We have studied the number of endothelial precursor cells in eighteen patients undergoing allogeneic haematopoietic stem cell transplantation. Endothelial precursor cells were evaluated by colony-forming assay and compared to healthy controls. Patients undergoing allogeneic haematopoietic stem cell transplantation had significantly lower numbers of endothelial precursor cells before the procedure than healthy controls. The numbers of endothelial precursor cells were even lower in the first year after the treatment and seemed to recover partially after twelve months, but even then, they were lower than in healthy volunteers. On the other hand, the number of circulating CD146+CD31+ mature endothelial cells were higher than in healthy controls after more than a one-year follow-up. We hypothesize that lower numbers of endothelial precursor cells and higher numbers of endothelial cells in patients undergoing allogeneic haematopoietic stem cell transplantation reflect ongoing endothelial damage, probably caused by immunological mechanisms, and that this longterm damage may explain the higher risk of cardiovascular events in allogeneic haematopoietic stem cell transplant survivors.

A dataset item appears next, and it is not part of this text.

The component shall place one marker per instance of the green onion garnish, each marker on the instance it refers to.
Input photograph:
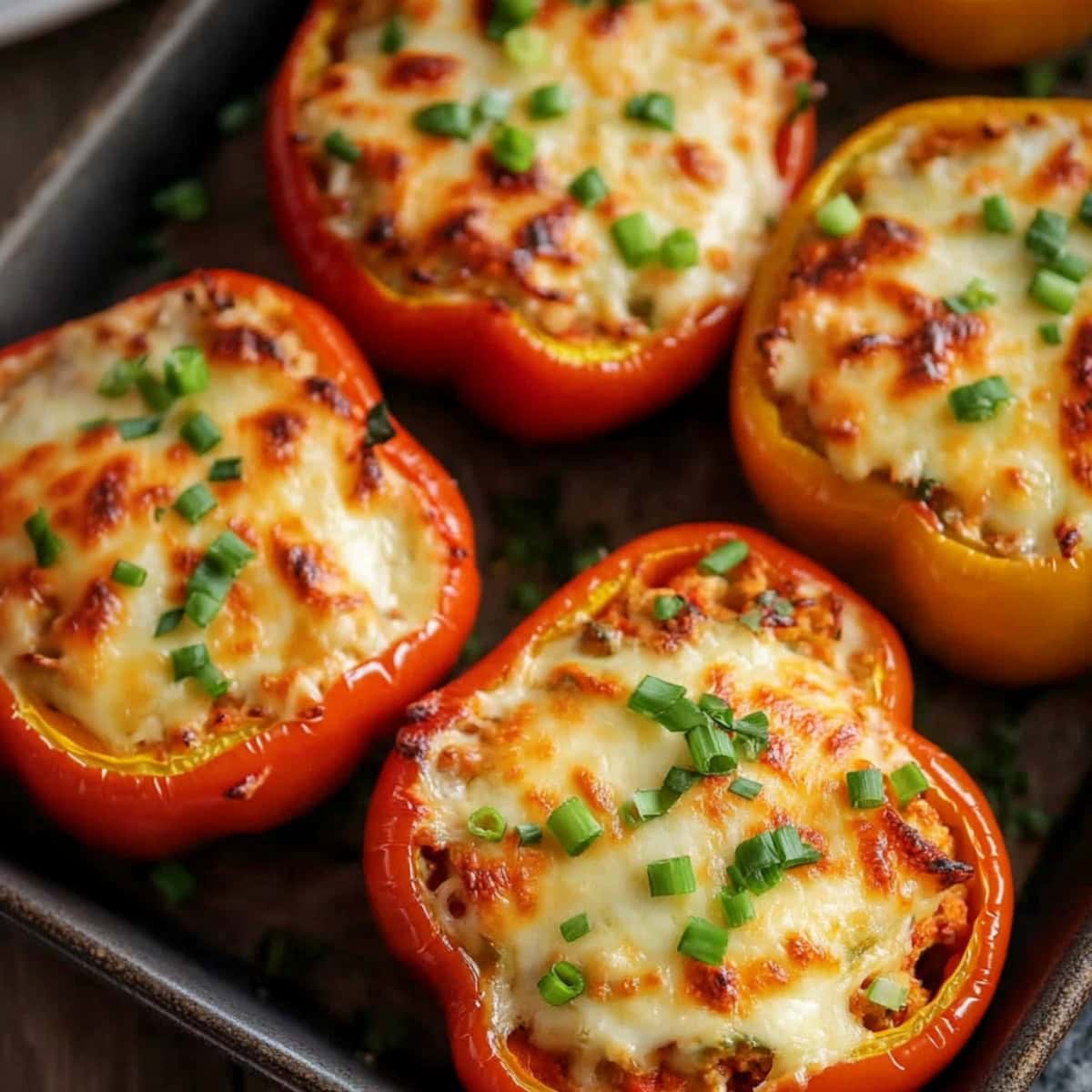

我们研究了18例接受异基因造血干细胞移植患者的内皮祖细胞数量。通过集落形成试验评估内皮祖细胞,并与健康对照进行比较。接受异基因造血干细胞移植的患者在手术前的内皮祖细胞数量明显低于健康对照。治疗后的第一年,内皮祖细胞数量更低,并且在12个月后似乎有部分恢复,但即便如此,其数量仍低于健康志愿者。另一方面,经过一年多的随访,循环中CD146+CD31+成熟内皮细胞的数量高于健康对照。我们推测,接受异基因造血干细胞移植患者的内皮祖细胞数量减少和内皮细胞数量增加反映了持续的内皮损伤,这可能是由免疫机制引起的,并且这种长期损伤可能解释了异基因造血干细胞移植幸存者心血管事件风险较高的原因。